10 books: Local history seen through various times and events [The Scribbler] | Local voices

Dear Dr. Scribblerbooks:

Have you ever published a top 10 book article on Lancaster County events? I would be curious to see this list.

Roger Rutt

Smoketown

Dear Roger:

No, the Scribbler has never published such a list, but it’s a great way to get books talked about in August.

It is difficult to compile a proper list of just 10 books. But the Scribbler recommends two general histories, three histories of specific eras, and four studies of violent events. Add as desired.

Franklin Ellis and Samuel Evans published the most comprehensive “History of Lancaster County, Pennsylvania” in 1883. The book covers the county as a whole and also includes detailed histories of each municipality. It has been reprinted several times.

“Lancaster County Since 1841,” a considerably thinner history, covers the years until its publication in 1941. Frederic S. Klein, professor of history at Franklin & Marshall College, wrote the book to mark the centennial of Lancaster County National Bank.

John WW ‘Jack’ Loose published the lavishly illustrated ‘The Heritage of Lancaster’ in 1978 when he was President of the County Historical Society. The book is considerably more readable than Ellis and Evans. No significant history of the county has been published since Loose’s work.

Jerome H. Wood Jr. published “Conestoga Crossroads: Lancaster, Pennsylvania 1730-1790” in 1979. A professor at Swarthmore College, Wood had a knack for finding detail in the wide range of 18th century history. This is an engagingly written scholarly tome.

Perhaps the most obscure book on this list – “Of a Place and a Time: Remembering Lancaster” by Richard D. Altick – is an “informal memoir” of the town of Lancaster between the two world wars. This is an offbeat book from a scholar of Victorian literature who grew up here in the 1920s and 1930s and taught at F&M during World War II.

David Schuyler, who has spent most of his life teaching at F&M, published “A City Transformed: Redevelopment, Race, and Suburbanization in Lancaster, Pennsylvania – 1940-1980” in 2002. This is a guide solid on what went right and (more so) what went wrong during the city’s first period of redevelopment.

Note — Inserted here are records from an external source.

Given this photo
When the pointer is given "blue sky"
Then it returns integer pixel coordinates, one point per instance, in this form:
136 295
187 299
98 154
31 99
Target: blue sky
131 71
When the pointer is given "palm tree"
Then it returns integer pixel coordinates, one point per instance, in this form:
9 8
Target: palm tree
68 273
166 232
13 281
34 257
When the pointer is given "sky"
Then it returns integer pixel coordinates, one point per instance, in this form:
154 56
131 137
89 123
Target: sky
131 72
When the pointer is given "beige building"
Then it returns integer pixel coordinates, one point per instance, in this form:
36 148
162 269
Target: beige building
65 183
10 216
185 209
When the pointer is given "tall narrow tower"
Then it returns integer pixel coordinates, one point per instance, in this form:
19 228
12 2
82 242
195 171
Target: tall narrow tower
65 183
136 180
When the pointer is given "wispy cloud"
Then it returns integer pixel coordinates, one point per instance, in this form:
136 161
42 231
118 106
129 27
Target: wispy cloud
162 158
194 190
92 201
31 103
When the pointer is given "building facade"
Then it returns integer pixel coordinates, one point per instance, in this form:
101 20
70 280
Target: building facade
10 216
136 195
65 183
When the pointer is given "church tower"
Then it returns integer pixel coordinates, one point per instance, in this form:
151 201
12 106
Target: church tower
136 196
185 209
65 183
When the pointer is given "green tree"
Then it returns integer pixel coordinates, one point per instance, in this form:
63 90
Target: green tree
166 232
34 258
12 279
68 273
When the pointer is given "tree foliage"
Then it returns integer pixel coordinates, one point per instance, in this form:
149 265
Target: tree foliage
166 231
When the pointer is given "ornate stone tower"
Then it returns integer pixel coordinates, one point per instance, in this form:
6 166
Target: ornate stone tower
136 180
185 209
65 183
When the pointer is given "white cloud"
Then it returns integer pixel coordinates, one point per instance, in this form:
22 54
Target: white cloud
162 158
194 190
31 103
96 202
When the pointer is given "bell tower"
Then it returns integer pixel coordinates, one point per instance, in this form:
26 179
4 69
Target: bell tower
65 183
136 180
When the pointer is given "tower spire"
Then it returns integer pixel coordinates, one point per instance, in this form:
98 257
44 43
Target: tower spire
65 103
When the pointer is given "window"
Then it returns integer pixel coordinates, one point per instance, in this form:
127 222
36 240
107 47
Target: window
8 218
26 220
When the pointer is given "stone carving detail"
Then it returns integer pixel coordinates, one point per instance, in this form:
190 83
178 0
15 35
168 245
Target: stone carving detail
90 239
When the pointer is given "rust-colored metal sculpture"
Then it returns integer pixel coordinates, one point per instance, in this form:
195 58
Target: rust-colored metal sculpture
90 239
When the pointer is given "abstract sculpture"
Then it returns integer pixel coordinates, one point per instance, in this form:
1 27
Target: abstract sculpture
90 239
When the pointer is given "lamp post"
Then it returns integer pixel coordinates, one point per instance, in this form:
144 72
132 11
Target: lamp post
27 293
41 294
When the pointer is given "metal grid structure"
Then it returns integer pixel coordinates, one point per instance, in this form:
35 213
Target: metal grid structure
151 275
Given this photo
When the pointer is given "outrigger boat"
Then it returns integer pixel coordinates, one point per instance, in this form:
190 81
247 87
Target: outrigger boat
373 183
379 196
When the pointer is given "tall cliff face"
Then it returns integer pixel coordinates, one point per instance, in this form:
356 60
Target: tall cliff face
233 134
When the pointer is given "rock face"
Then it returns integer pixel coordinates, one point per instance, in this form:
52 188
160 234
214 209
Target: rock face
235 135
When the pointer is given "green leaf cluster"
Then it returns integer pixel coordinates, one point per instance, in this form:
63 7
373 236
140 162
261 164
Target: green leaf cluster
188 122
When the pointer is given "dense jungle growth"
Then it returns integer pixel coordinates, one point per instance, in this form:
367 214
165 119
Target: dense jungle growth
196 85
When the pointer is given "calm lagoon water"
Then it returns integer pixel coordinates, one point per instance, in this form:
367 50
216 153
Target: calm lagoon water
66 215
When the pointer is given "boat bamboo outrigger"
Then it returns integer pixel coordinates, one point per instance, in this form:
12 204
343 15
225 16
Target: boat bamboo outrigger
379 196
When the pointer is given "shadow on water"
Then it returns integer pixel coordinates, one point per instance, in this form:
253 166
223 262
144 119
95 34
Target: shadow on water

“Massacre of the Conestogas” (2010) by Jack Brubaker is the first book to focus exclusively on the Paxton Boys’ murder of the last group of peaceful Indians living in Lancaster County. The book targets the preachers and politicians who allowed the Paxton Boys to kill 20 old men, women and children without penalty in 1763.

“Bloody Dawn: The Christiana Riot and Racial Violence in the Antebellum North” (1991) by Thomas P. Slaughter is the best book on the radical resistance to slave owners in Christiana in 1851. Slaughter examines the event as a catalyst for the Civil War, but also places Christiana in the context of other violent racial events in the nation’s history.

“Amish Grace: How Forgiveness Transcended Tragedy” (2007) by Donald B. Kraybill, Steven M. Nolt and David L. Weaver-Zercher is the most thoughtful treatment of the murder of five Amish school girls in Nickel Mines in 2006 .

The last book is in a class of its own. “A Murder in Paradise” (1954) is not about a major violent event, but about the murder of an F&M secretary by F&M student Edward Gibbs. Local author Richard Gehman dissected the murder in detail, providing a sordid slice of Lancaster’s life, circa 1950.